Barclay James Harvest is a British rock band specialising in Symphonic/Melodic Rock with folk/progressive/classical influences. The band was founded in Saddleworth, a civil parish now in the Metropolitan Borough of Oldham, in September 1966 by John Lees, Les Holroyd, Stuart "Woolly" Wolstenholme, and Mel Pritchard (1948-2004).

After signing with EMI's Parlophone in the UK for one single in early 1968, they were eventually moved to the more progressively inclined label of Harvest. Their debut album was released in mid 1970 to positive reviews, but few sales. Their second album Once Again gained more favourable reviews, and the tour that followed was conducted with a full orchestra under the guidance of Robert John Godfrey. Their third album Barclay James Harvest and Other Short Stories was an even greater achievement, though Martyn Ford was brought in to supervise the orchestral work after Robert John Godfrey departed due to writing issues behind one of the group's most eternally popular tracks "Mockingbird" from Once Again. By the time of their fourth album, Baby James Harvest, in 1972, the pressures of touring were beginning to have an impact on the band, and the album's inconsistency was noticed by both fans and critics alike.

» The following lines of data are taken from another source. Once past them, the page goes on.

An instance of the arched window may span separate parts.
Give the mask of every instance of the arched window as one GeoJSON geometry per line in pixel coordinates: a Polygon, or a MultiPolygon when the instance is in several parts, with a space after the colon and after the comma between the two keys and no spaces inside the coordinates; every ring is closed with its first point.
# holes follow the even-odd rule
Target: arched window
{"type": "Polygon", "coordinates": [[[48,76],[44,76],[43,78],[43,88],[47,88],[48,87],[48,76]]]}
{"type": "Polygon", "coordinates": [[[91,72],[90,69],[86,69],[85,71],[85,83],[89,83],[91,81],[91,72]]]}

After this album, they departed from EMI, and signed to Polydor, the move immediately resulting in greater sales. The next album, Everyone Is Everybody Else (1974), is viewed by many as their artistic high point. The album being played extensively on Radio Caroline, and later appearing in their Top 100 All Time Albums Chart. It also led to the band being invited to a BBC Radio 1 session for John Peel. The double live album, Barclay James Harvest Live, which followed in late 1974, built upon their solid fanbase, and was the first to chart in the UK, reaching #40. Time Honoured Ghosts (1975), recorded in the USA, followed and this also charted in the UK reaching #32. Octoberon followed in '76 and reached #19 in the UK. They finally broke into the mainstream European market with their 1977 set Gone to Earth containing the ironic "Poor Man's Moody Blues"; a title they were given by many critics in the early 70s.
Woolly Wolstenholme – whose mellotron playing was a trademark of the band's sound in the 70s – left in 1979 after the album XII. Woolly pursued a short solo career fronting Maestoso, before retiring from the music business to pursue farming.
The remaining three members continued. At the height of their success, they played a free concert in front of the Reichstag in West Berlin (Germany), with an estimated attendance of 250,000 people (30 August 1980). They were also the first Western rock band to play an open-air concert in pre-Glasnost East Germany, playing in Treptower Park, East Berlin on 14 July 1987 to a 170,000+ audience.
The band continued as a threesome, with regular guest musicians supporting, until 1998. One album, Welcome to the Show, released in 1990, was released under the abbreviated name BJH. However, due to criticism from fans, the full Barclay James Harvest name was restored, albeit with the inclusion of the BJH moniker.
In 1998, musical differences in the band saw the three members agree to take a sabbatical. John Lees subsequently released an album mixing new songs and BJH classics, entitled Nexus, under the band name "Barclay James Harvest through the eyes of John Lees". Woolly Wolstenholme played in (and composed for) this band, subsequently resurrecting Maestoso to record and tour with new material, as well as back-catalogue favourites. Les Holroyd and Mel Pritchard teamed up to record under the name "Barclay James Harvest featuring Les Holroyd". Lees and Wolstenholme recently (2006/7) toured under the slightly modified band title "John Lees' Barclay James Harvest"
Mel Pritchard died suddenly of a heart attack in early 2004.
All three "derivatives" of the original Barclay James Harvest lineup continue to record and tour, and enjoy ongoing popularity, particularly in Germany, France, and Switzerland.